Published on

A simple way to data visualization and correlation with seaborn.heatmap Python function.

Authors

Introduction

Visualizing data is an art in which people are either talented or not. The good news for you is that Python has a library called Seaborn, which provides high-level tools such as heatmaps to visualize your data and make correlations with it more leisurely. This blog post will show how to use seaborn.heatmap function to do just that!

Also, check the post's footer for an easy way to run your Jupyter Notebook in the Google Colaboratory. "Google Colab" is available for free to anyone with a Google account.

Getting started

The first step is to read the data set. To do this, we'll use the Pandas library.

# Importing libraries
import seaborn as sns
import numpy as np
import pandas as pd
import matplotlib.pyplot as plt

# Additional libraries that needed to loading a .csv file from GitHub in Python
import requests
import io

Loading .csv file in Python from GitHub

The second step is downloading data from .csv file hosted in the public repository on GitHub.

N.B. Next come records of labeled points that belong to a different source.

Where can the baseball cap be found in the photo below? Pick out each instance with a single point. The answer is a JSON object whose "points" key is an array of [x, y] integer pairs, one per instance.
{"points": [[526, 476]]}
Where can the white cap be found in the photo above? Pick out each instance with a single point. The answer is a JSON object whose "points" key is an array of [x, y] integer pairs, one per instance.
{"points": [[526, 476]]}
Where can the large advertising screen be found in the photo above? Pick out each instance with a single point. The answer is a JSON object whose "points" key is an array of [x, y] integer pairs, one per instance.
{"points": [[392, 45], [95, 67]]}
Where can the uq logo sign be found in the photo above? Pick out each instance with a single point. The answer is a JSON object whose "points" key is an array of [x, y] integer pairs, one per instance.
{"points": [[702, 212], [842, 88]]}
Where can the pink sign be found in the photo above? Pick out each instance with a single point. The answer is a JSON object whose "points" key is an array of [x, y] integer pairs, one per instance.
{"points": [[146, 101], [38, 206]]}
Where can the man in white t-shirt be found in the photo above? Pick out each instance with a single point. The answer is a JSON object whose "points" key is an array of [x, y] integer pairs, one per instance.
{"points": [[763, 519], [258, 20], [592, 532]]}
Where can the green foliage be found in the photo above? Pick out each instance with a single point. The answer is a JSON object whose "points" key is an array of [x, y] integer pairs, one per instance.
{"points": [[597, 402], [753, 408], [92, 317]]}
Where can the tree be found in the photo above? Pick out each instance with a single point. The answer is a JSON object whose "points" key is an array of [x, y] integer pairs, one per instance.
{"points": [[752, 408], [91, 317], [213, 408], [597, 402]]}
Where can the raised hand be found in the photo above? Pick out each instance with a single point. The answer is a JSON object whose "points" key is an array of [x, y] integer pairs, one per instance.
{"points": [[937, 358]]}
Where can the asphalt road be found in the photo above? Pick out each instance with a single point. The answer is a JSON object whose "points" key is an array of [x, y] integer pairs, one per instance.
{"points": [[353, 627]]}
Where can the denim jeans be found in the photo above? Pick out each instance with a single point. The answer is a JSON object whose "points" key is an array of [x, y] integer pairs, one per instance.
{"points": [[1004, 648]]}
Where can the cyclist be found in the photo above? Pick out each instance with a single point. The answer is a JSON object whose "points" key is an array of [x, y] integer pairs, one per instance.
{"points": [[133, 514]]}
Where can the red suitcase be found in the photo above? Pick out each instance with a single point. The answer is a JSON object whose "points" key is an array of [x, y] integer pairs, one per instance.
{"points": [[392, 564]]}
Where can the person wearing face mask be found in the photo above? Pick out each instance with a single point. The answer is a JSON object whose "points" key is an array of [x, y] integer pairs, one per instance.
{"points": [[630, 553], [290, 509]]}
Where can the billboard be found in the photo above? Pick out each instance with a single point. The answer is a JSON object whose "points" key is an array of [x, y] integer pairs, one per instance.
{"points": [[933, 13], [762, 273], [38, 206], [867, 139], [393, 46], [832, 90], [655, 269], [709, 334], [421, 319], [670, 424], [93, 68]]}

# Downloading the csv file from GitHub (make sure the url is the raw version of the file on GitHub)**
url = "https://raw.githubusercontent.com/rsipakov/PythonProjectsShared/master/seaborn/SO2_HCHO_correlation/Dataset_SO2_HCHO_post_20_Kyiv_2017.csv"
download = requests.get(url).content

# Reading the downloaded content and turning it into a pandas dataframe
SO2_df = pd.read_csv(io.StringIO(download.decode('utf-8')))

If you need to download data from a private repository, you need to use a personal access token.

# Username of your GitHub account
github_username = 'YOUR GITHUB USERNAME'

# Personal Access Token (PAO) of your GitHub account
personal_token = 'YOUR GITHUB PAO'

# Creates a reusable session object that includes your GitHub credentials.
github_session = requests.Session()
github_session.auth = (github_username, personal_token)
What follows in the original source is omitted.